AllenNeuralDynamics / aind-data-transfer-service

FastAPI service to run data compression and transfer jobs on the hpc
MIT License
1 stars 0 forks source link

Upload independent assets through transfer service #173

Closed rcpeene closed 2 weeks ago

rcpeene commented 1 month ago

Describe the solution you'd like We'd like to upload information which are associated with certain mice to code ocean, but aren't sessions in the way the the transfer service expects. Specifically, we have the anatomy information with all the CCF coordinates. This is usually done weeks after the ecephys and behavior is ready for upload. So we'd like to be able to generate a new asset that just contains this information for this mouse, separate from the ecephys session asset that would have been uploaded much earlier.

Describe alternatives you've considered If its easy to just use the code ocean api to do this on my own, then perhaps this isn't needed. It's not clear to me what considerations should be made to determine if this is a good use case for the transfer service. It would be very nice to have this triggerable the same way though.

jtyoung84 commented 1 month ago

@saskiad @dbirman Saskia mentioned that we should do this by modifying the metadata, which can be done without creating a new data asset.

rcpeene commented 4 weeks ago

Also, it seems like CCF will soon be done entirely on code ocean, so we won't have this need much longer. Might be worth considering for other session-related data though.

How would the metadata be modified to contain other non-metadata?

saskiad commented 4 weeks ago

I want to make sure I understand: the CCF information you are adding is CCF coordinates for the recorded units in a session? Or is it something else? This needs to live within the same asset as the ecephys. I don't think it should be a separate asset, distinct from the ecephys data it's part of. That would be a new derived asset. raw ecephys -> sorted ecephys -> sorted/aligned ecephys

Or is this something else altogether?

rcpeene commented 3 weeks ago

You're correct that this is the CCF coordinates for recorded units. The issue is that the OPT anatomy processing often isn't completed until several weeks after the ecephys is uploaded and processed. So we've been uploading a 'CCF' asset for the session separately. We could reupload the information together with the CCF files as well I suppose. It would automatically rerun the spikesorting and eye tracking which might be redundant/wasteful (and create an asset that is mostly redundant)

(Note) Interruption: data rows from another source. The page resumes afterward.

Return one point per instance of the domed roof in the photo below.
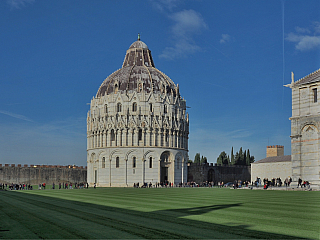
(138, 73)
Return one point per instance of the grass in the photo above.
(159, 213)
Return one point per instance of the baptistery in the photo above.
(137, 126)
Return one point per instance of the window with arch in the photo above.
(103, 162)
(134, 162)
(113, 136)
(116, 88)
(117, 162)
(315, 97)
(140, 134)
(119, 106)
(134, 107)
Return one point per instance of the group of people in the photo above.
(42, 186)
(276, 182)
(14, 186)
(303, 183)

dbirman commented 3 weeks ago

@rcpeene this isn't a situation where the transfer service should be used for the reasons you mentioned. We should either create a derived asset in CO or push this to the metadata.

But I have a confusion here because I didn't think units were stored in the metadata. To quickly summarize, the situation is that after histology for a session is processed an alignment is run and the histology-aligned CCF coordinates are now available and we want to put this information with the sorting results. My confusion is that I didn't think unit locations were stored in the metadata at all.

@saskiad can you confirm what behavior here is correct? Should (1) a new derived asset be created with histology-aligned coordinates added as a file, or (2) we upload the coordinates via the aind-data-access-api and change something in the metadata.

saskiad commented 3 weeks ago

You are correct that units are not stored in the metadata. This should result in a new derived asset that has the aligned coordinates. It doesn't require re-running the spikesorting/eyetracking, it should only require adding the coordinates into the units table in the NWB file.

dbirman commented 3 weeks ago

@rcpeene Does that all make sense? I'll close this issue with your confirmation.

rcpeene commented 2 weeks ago

Makes sense to me